What operating system are you using?

No response

What installation option are you using?

No response

Relevant log output

No response

jwnimmer-tri commented 1 year ago

Thanks for this, I'll try to see what I can find.

What OS were you running on when you experienced the fault? It looks like Python 3.10, so I'm guessing Ubuntu 22?

cohnt commented 1 year ago

Yes, Python 3.10 with Ubuntu 22.04 (technically Tuxedo OS, but they're basically the same thing). Thanks for taking a look, and let me know if there's any other information you need!

hongkai-dai commented 1 year ago

@jwnimmer-tri have you made progress on this issue?

jwnimmer-tri commented 1 year ago

No, I haven't had time to circle back yet.

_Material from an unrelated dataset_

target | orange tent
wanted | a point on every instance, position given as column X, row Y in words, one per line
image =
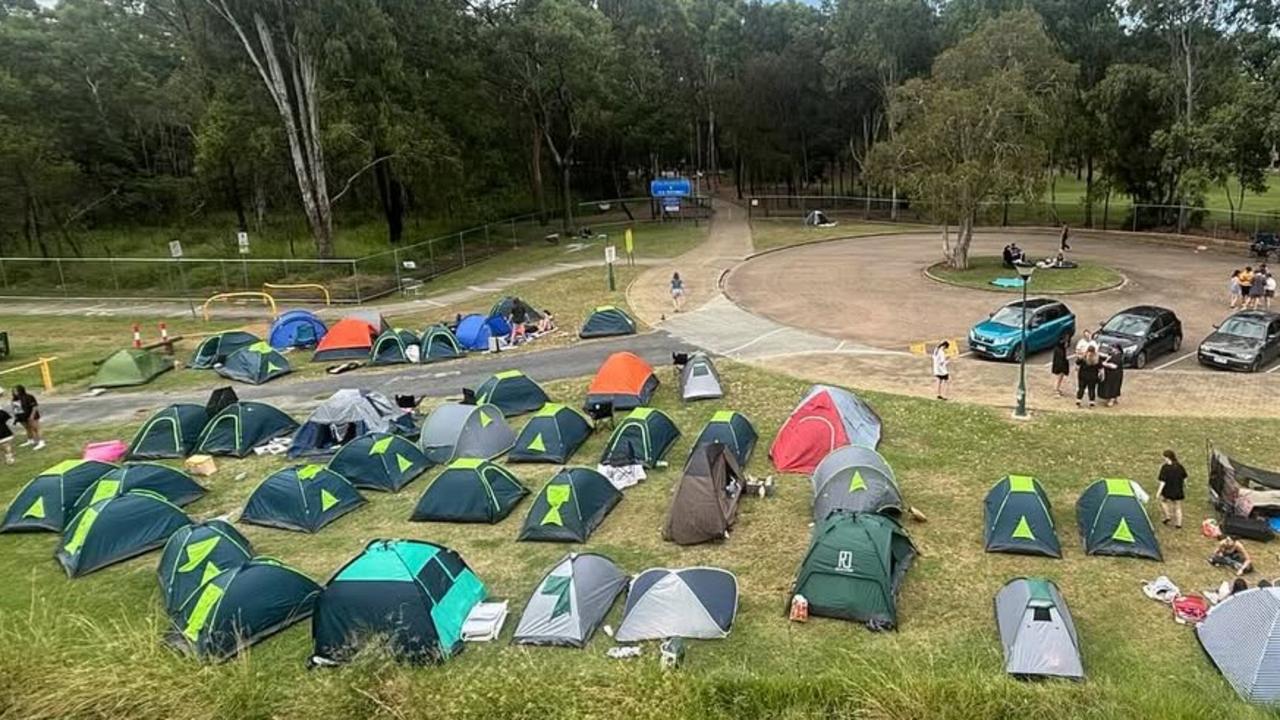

cohnt commented 1 year ago

I was able to distill this into a simpler example, by modifying some of Russ' code in underactuated. You can find my modifications here -- all I've done is change

    options = FiniteHorizonLinearQuadraticRegulatorOptions()
    options.x0 = x_trajectory
    options.u0 = u_trajectory

to

    options = FiniteHorizonLinearQuadraticRegulatorOptions()
    options.x0 = options.xd = x_trajectory
    options.u0 = options.ud = u_trajectory

So the issue is definitely occurring when manually setting the desired and nominal trajectories, but I don't have an intuition as to why.

hongkai-dai commented 1 year ago

I will look into this later.

hongkai-dai commented 1 year ago

@cohnt does the segfault occur for pendulum or the cart-pole? I tried to set options.xd and options.ud for some simple example in C++ and the code runs fine. I think now I need to exactly re-write the pendulum/cart-pole example in C++ to reproduce this seg fault.

cohnt commented 1 year ago

It occurs for the acrobot, in the "Trajectory stabilization with (finite-horizon) LQR" block.